Saya sendiri tidak tahu siapa yang pertama kali mengajarkan cara
shalat seperti itu. Kalau pendapat ulama, ulama yang mana? Kalau ada
petunjuknya di dalam kitab, kitab fiqih yang mana? Jangan-jangan kita
cuma taqlid kepada petunjuk yang tidak jelas asal-usulnya, tetapi
terlanjur dianggap 'agama' oleh orang awam.
Kalau pun mengutip ayat, cuma ayat tentang darurat atau Allah
menginginkan yang mudah bagimu dan tidak menginginkan yang susah. Jadi
kalau kita anggap susah, berarti Allah tidak ingin. Cuma begitu saja
logikanya, jelas sangat tidak logis dan main-main terhadap agama.
Kalau kita merujuk kepada ilmu fiqih yang sesungguhnya serta
mengikuti para ulama fiqih empat mazhab, rata-rata mereka membedakan
antara ketentuan shalat fardhu dengan shalat sunnah. Shalat fardhu itu
punya rukun yang tidak boleh ditinggalkan, seperti berdiri, ruku',
sujud, yang semua harus dilakukan dengan sempurna.
Sedangkan shalat sunnah, boleh tanpa berdiri, meski pun bukan karena
sakit. Rukuk dan sujudnya boleh cuma membungkukkan badan saja. Bahkan
seandainya tidak menghadap kiblat pun tidak mengapa.
Shalat
fardhu juga disyaratkan bagi pelakunya untuk sejak awal menghadap kiblat
tepat ke arah ka'bah. Selain itu juga sebelum shalat disyaratkan untuk
berwudhu, bagi yang berhadats.
Maka memang agak sulit untuk bisa
mengerjakan shalat fardhu di atas pesawat terbang. Bagaimana cara
berdirinya, bagaimana cara ruku'nya dan bagaimana pula cara sujudnya?

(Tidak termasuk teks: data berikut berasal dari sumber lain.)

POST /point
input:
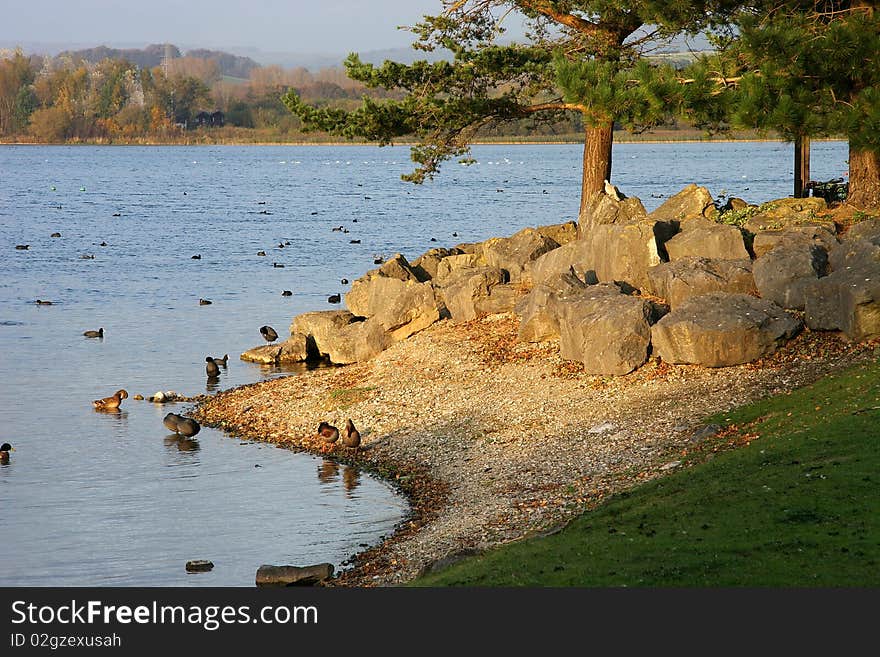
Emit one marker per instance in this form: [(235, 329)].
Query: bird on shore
[(212, 368), (112, 402), (268, 333), (328, 433), (351, 437), (181, 425)]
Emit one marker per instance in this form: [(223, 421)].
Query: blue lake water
[(94, 499)]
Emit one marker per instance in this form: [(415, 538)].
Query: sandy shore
[(493, 440)]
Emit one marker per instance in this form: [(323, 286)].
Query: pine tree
[(812, 69), (581, 56)]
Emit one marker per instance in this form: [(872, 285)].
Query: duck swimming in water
[(328, 433), (181, 425), (268, 333), (112, 402)]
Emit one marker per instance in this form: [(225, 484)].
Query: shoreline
[(492, 440)]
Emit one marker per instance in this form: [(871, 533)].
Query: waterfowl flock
[(112, 402)]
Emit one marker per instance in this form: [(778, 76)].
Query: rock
[(560, 233), (425, 266), (720, 329), (692, 201), (515, 254), (867, 230), (576, 255), (787, 212), (606, 209), (691, 276), (468, 294), (708, 240), (767, 240), (538, 314), (783, 274), (401, 306), (268, 575), (847, 300), (199, 565), (609, 333), (452, 264), (625, 252)]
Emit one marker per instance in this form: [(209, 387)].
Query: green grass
[(797, 504)]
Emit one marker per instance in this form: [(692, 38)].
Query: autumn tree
[(812, 69), (579, 56)]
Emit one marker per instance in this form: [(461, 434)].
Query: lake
[(100, 499)]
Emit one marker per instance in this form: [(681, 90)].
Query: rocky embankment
[(508, 385)]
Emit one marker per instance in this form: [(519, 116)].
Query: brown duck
[(351, 437), (328, 433), (112, 402)]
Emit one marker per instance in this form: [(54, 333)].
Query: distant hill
[(151, 56)]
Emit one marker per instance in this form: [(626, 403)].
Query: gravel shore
[(493, 440)]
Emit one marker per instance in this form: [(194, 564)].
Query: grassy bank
[(785, 495)]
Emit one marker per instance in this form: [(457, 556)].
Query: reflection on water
[(328, 473), (181, 443), (351, 478)]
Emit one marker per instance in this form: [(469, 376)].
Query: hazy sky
[(322, 26)]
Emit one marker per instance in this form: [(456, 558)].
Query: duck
[(328, 433), (112, 402), (268, 333), (212, 368), (351, 437), (181, 425)]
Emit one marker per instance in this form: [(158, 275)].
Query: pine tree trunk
[(597, 163), (864, 179)]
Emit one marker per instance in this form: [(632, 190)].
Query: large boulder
[(707, 239), (576, 255), (609, 333), (297, 348), (539, 320), (692, 276), (721, 329), (469, 293), (784, 274), (395, 297), (788, 212), (690, 202), (848, 299), (515, 254), (560, 233), (425, 266), (767, 240), (609, 209), (625, 252)]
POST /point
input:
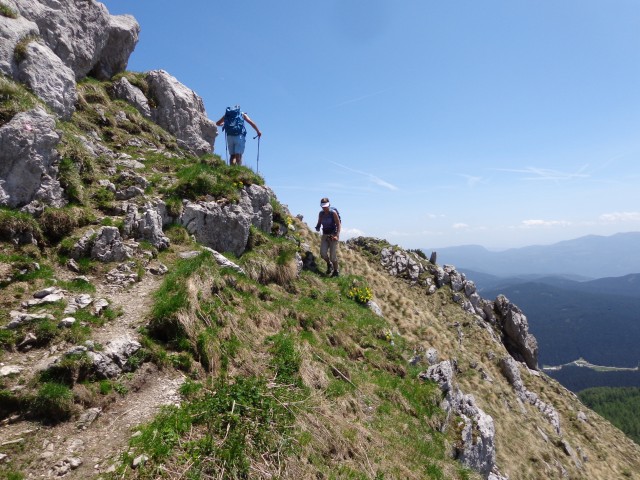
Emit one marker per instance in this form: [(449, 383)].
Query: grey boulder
[(50, 79), (181, 112), (29, 161)]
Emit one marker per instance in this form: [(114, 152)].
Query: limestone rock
[(76, 30), (50, 79), (113, 360), (28, 161), (476, 446), (226, 228), (181, 112), (108, 246), (146, 226), (224, 261), (511, 371), (123, 90), (12, 30), (521, 344), (122, 38)]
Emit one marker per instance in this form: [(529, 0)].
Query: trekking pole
[(258, 157), (226, 146)]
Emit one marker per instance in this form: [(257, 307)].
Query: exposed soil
[(80, 448)]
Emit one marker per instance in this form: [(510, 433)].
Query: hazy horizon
[(497, 123)]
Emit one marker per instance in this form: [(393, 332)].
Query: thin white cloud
[(472, 180), (359, 99), (372, 178), (459, 226), (620, 217), (544, 223), (546, 174), (347, 233)]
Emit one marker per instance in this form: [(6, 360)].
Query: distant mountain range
[(602, 327), (581, 297), (587, 257)]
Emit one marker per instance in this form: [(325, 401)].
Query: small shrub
[(16, 225), (7, 339), (361, 294), (57, 223), (70, 180), (20, 51), (53, 402), (182, 361), (14, 98), (286, 359), (178, 234), (104, 198)]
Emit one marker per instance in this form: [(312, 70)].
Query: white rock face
[(28, 161), (476, 448), (12, 30), (226, 229), (49, 79), (123, 90), (122, 38), (181, 112)]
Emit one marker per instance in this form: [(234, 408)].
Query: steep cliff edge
[(115, 302)]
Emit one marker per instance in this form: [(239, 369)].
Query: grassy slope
[(336, 396)]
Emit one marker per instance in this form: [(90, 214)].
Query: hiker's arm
[(251, 122)]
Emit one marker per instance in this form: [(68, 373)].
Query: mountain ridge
[(117, 301), (591, 256)]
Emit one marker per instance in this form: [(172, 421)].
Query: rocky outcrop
[(123, 90), (105, 245), (12, 31), (145, 225), (511, 371), (122, 38), (501, 314), (181, 112), (28, 161), (226, 228), (83, 34), (50, 79), (521, 344), (476, 445)]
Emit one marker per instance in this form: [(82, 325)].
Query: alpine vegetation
[(163, 314)]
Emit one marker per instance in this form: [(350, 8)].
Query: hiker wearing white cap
[(329, 220)]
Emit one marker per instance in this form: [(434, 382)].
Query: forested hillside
[(621, 406)]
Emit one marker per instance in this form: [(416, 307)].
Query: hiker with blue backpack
[(232, 123), (329, 220)]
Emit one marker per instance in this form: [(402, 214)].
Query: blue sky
[(427, 123)]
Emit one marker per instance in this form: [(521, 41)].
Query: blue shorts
[(235, 143)]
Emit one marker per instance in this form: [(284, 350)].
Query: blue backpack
[(335, 227), (234, 122)]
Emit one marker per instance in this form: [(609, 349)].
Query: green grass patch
[(7, 11), (53, 402), (229, 425)]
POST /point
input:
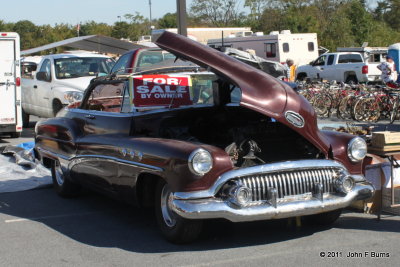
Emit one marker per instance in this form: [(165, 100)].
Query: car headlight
[(73, 96), (357, 149), (200, 161)]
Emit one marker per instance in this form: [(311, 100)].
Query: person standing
[(291, 70), (388, 70)]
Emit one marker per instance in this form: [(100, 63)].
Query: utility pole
[(181, 12)]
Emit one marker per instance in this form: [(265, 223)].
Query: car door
[(41, 90), (100, 148)]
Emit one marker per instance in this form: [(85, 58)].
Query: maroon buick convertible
[(213, 139)]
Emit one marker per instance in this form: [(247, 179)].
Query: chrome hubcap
[(167, 213), (58, 173)]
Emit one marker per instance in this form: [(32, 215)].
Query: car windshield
[(74, 67), (159, 59)]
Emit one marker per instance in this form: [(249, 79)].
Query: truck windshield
[(74, 67)]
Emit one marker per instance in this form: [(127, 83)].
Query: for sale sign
[(160, 90)]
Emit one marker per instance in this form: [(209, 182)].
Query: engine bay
[(248, 137)]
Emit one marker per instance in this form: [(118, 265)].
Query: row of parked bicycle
[(360, 102)]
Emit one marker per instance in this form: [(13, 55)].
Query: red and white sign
[(161, 90)]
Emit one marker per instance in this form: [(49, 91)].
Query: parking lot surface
[(39, 228)]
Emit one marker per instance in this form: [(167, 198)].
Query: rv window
[(376, 58), (350, 58), (270, 50), (330, 59), (285, 47), (320, 61), (310, 46)]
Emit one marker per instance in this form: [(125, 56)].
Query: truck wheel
[(301, 77), (325, 218), (63, 186), (57, 106), (351, 80), (173, 227), (15, 135), (25, 119)]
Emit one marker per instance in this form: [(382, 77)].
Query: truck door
[(8, 111), (318, 67), (42, 90), (329, 72)]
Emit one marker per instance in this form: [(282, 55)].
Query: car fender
[(171, 159), (57, 136), (339, 143)]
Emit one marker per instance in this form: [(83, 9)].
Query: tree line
[(338, 23)]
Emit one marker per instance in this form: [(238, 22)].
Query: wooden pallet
[(389, 148)]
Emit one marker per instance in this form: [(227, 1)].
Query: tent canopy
[(98, 43)]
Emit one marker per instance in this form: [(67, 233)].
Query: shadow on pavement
[(101, 222)]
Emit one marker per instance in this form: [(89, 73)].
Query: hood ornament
[(294, 118)]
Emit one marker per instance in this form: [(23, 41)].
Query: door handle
[(90, 116)]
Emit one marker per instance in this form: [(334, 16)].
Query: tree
[(168, 21), (94, 28), (218, 13)]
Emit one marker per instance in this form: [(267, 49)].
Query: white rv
[(277, 46), (10, 85)]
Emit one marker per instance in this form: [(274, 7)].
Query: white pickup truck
[(349, 67), (59, 80)]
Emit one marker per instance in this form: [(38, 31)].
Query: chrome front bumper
[(213, 208), (208, 205)]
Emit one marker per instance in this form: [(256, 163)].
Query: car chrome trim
[(52, 154), (266, 168), (138, 164), (56, 155), (213, 208)]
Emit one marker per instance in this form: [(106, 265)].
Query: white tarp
[(98, 43), (14, 177)]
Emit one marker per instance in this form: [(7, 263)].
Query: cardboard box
[(385, 138), (387, 200)]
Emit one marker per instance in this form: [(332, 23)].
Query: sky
[(74, 11)]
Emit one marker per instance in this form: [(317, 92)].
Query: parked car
[(348, 67), (58, 81), (222, 141)]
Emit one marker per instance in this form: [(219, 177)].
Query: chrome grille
[(290, 183)]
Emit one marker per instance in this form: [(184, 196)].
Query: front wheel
[(25, 119), (62, 185), (57, 106), (173, 227)]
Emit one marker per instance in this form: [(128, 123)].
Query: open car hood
[(260, 91)]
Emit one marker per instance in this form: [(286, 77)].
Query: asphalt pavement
[(38, 228)]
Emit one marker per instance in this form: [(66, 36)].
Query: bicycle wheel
[(322, 105), (366, 109), (344, 109), (395, 110)]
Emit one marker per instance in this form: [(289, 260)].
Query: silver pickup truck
[(59, 80), (349, 67)]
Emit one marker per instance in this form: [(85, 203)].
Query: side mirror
[(42, 76)]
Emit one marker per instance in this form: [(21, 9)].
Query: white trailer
[(10, 85), (301, 47)]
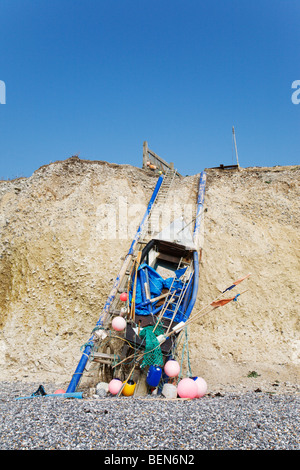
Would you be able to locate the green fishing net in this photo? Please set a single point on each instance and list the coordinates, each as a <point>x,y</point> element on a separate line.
<point>153,354</point>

Dan bagaimana menghadap kiblatnya serta bagaimana wudhu'nya?
Maka
apabila semua itu sulit dilakukan, sebaiknya kita tidak melakukan
shalat fardhu di atas pesawat. Tetapi siasati saja waktunya sebisa
mungkin. Kalau masih bisa disiasati dengan menjamak shalat di bandara,
tentu lebih utama. Dan kita bisa menjamak shalat Dzhuhur dengan Ashar
atau Maghrib dengan Isya dilakukan pada satu waktu.
Pada
penerbangan dalam negeri yang durasinya cuma dua tiga jam, umumnya tidak
terlalu perlu untuk shalat fardhu di atas pesawat. Hal itu karena
umumnya shalat masih bisa diantisipasi dengan menjamaknya di darat.
Bahkan
saya pernah naik pesawat dari Jakarta ke Jeddah tanpa shalat di
pesawat. Hal itu karena shalat Dzhuhur dan Ashar masih bisa dikerjakan
ketika mendarat di Jeddah. Terbang dari Jakarta jam 10-an pagi dan
mendarat di Jeddah jam 5 sore waktu setempat. Masih bisa menjama' shalat
Dhuhur dengan Ashar di bandara Jeddah.
Saya juga pernah terbang
dari Tokyo ke Denpasar Bali tanpa harus shalat di pesawat. Sebab ketika
mendarat, masih belum Maghrib, sehingga bisa shalat Dzhuhur dan Ashar
jamak ta'khir.
Shalat Di Pesawat : Durasi Yang Lama dan Melewati Waktu Shalat Shubuh
Yang jadi masalah adalah shalat di pesawat berdurasi terbang yang
lama, hingga melewati beberapa waktu shalat sekaligus. Dan nyaris tidak
bisa disiasati dengan menjamak taqdim atau ta'khir.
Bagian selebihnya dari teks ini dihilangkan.